While Brazil may have overtaken it in the total number of cases and the daily number of new cases, Russia remains the European country with the most coronavirus infections, 387,000. Health officials in Moscow recently more than doubled the number of official fatalities in the city, with 1,561 in Moscow alone.
This figure was revised to account for those who had been recorded as having died from other causes even though they were, in fact, infected with the coronavirus. According to a report from the city’s health department, the new toll now accounts for even the “most debatable” coronavirus deaths.
Other areas of the country are following suit. If a similar correction to the tally were to be made across the nation as a whole, Russia’s dead would be behind only the United Kingdom, Italy, France and Spain, which are the hardest hit countries in Europe in terms of deaths, and remain some of the worst epicenters in the world.
The center of the pandemic, however, remains the United States, which has seen dramatic spikes in cases in certain areas.
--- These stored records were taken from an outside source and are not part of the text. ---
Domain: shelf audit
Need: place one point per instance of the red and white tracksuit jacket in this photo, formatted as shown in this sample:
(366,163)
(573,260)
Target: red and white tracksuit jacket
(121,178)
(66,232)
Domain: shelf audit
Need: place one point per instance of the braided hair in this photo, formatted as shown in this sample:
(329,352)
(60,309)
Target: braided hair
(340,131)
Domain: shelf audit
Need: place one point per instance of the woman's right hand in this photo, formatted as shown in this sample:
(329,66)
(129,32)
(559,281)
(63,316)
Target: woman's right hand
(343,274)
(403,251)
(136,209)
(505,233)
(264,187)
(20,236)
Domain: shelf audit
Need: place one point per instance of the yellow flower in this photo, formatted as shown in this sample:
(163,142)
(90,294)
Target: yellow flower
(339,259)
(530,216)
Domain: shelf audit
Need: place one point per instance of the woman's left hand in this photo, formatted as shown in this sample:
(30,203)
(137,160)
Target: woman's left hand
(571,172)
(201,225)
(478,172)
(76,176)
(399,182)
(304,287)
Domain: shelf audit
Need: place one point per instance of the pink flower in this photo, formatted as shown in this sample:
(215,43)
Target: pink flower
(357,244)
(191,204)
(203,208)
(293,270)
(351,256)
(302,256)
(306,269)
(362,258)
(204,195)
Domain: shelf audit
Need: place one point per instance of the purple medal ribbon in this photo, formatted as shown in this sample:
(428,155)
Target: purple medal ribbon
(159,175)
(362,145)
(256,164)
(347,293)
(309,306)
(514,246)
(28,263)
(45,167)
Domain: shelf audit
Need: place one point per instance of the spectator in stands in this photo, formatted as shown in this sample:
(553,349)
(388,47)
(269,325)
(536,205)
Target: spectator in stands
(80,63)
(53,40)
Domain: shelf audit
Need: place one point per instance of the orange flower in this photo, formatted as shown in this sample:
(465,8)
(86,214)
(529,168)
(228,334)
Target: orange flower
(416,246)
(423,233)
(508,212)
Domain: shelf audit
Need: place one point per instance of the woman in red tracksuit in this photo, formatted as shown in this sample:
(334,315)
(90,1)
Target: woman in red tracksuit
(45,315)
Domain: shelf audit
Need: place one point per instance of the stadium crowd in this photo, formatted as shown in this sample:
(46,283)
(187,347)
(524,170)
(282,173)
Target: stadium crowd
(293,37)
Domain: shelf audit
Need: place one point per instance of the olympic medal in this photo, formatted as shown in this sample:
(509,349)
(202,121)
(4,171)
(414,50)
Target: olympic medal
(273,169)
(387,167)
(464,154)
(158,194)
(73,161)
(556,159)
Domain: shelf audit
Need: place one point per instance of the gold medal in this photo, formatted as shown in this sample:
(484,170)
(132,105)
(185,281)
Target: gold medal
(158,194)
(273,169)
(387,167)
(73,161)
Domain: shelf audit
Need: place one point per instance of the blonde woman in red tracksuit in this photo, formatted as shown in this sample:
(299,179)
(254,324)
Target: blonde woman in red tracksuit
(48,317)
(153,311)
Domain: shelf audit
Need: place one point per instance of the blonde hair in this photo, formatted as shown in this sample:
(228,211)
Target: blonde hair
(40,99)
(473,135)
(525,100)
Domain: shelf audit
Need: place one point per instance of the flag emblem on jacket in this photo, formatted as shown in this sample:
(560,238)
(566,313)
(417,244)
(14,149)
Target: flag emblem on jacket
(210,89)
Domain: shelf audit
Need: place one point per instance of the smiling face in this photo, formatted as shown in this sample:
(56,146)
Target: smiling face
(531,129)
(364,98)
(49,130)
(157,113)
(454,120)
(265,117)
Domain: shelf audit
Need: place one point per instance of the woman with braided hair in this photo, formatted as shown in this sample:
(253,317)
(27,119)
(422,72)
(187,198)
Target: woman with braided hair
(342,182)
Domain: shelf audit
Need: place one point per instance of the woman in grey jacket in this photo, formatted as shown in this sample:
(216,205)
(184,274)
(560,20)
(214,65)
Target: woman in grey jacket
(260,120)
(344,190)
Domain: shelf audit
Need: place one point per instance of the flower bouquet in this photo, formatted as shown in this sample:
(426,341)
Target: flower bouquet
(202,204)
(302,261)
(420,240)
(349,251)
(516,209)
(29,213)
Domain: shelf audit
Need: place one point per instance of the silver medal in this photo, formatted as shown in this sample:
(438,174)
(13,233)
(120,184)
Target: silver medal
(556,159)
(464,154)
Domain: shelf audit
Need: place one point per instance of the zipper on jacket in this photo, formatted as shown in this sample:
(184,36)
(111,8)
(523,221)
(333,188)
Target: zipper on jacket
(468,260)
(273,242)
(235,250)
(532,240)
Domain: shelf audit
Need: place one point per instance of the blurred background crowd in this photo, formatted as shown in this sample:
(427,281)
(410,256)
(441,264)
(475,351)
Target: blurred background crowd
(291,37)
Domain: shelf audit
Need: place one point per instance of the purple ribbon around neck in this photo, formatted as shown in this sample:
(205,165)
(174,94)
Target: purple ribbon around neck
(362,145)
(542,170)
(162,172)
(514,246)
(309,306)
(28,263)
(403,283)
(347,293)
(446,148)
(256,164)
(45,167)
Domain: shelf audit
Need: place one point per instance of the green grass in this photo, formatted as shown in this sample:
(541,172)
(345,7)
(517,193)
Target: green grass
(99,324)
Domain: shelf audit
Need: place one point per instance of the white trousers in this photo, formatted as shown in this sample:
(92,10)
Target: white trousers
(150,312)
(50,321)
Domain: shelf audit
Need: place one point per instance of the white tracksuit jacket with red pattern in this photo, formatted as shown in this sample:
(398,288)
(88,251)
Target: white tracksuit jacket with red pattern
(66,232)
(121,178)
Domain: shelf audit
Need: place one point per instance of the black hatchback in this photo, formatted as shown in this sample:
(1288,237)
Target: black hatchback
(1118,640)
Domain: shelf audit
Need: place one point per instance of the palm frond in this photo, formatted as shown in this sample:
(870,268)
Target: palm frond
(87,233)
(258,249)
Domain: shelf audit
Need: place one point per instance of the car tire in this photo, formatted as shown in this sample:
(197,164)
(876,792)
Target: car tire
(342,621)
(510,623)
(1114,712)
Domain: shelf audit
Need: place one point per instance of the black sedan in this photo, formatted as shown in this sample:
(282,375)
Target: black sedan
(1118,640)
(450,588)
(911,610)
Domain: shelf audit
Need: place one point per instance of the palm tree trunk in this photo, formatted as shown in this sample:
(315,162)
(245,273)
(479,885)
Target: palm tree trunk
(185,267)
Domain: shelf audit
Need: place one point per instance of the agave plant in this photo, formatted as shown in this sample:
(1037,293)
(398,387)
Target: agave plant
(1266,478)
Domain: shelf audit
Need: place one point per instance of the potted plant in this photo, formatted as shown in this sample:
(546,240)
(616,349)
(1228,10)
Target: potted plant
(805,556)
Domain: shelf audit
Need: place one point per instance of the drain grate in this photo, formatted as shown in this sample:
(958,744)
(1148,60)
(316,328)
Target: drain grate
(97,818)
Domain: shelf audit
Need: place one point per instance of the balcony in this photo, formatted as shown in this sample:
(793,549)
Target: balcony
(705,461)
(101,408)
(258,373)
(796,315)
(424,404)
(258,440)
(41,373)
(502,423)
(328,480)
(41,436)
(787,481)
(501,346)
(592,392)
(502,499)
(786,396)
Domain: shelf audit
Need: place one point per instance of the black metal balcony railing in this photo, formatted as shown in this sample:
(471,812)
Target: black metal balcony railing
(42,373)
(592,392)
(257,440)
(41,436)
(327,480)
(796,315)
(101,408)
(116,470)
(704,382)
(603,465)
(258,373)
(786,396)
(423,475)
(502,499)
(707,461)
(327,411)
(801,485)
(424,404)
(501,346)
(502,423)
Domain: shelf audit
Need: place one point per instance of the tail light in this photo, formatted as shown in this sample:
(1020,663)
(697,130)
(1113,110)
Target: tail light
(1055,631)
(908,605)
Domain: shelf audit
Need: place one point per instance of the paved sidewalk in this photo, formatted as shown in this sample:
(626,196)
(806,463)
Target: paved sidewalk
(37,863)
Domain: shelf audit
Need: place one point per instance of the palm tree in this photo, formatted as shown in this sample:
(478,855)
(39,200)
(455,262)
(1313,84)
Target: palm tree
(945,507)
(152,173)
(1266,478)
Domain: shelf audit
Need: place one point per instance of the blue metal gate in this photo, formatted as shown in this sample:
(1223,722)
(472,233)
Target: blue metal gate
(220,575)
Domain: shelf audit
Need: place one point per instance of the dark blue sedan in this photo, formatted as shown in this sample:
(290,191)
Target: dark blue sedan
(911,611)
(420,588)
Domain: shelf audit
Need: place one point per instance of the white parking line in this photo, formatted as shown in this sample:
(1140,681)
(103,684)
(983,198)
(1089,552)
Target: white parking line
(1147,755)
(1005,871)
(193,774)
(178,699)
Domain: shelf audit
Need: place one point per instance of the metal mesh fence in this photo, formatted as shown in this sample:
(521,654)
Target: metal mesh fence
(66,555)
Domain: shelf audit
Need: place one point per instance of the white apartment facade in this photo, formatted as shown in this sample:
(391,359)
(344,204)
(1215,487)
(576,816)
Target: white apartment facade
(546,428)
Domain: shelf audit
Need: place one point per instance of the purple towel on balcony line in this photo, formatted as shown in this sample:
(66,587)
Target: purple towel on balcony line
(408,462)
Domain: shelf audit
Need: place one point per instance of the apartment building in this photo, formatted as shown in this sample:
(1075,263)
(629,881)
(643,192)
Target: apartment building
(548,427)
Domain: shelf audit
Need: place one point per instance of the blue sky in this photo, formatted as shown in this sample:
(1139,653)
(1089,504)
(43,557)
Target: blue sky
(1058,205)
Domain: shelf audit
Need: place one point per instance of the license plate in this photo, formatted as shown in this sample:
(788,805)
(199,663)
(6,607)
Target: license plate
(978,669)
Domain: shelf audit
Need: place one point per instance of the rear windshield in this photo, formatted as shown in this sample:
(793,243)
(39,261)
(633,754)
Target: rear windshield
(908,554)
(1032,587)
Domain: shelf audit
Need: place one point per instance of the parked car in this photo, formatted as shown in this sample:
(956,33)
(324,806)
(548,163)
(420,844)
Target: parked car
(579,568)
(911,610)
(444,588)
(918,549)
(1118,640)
In Montgomery Alabama, there are currently just two unoccupied ICU beds as a result of an explosion of cases in the county, which have quadrupled since the state begun reopening. The majority of states in the South are seeing an increase in the number of cases, and it is likely that the two that are reporting a decrease in new cases, Texas and Florida, are deliberately manipulating their data to justify reopening. In the opposite end of the country, California continues to average more than 2,000 cases each day.
At the same time as case counts and deaths continue their macabre rise, the Trump administration is rolling back its Coronavirus Task Force. Vice President Mike Pence, who is the formal head of the group, called it together on Thursday for the first time in a week. This is down from daily meetings in March and April and meetings three times a week starting in May. Trump himself has focused his efforts on whipping workers back into factories, offices and plants, even as the deadly contagion continues to rage through the auto, meatpacking and logistics industries.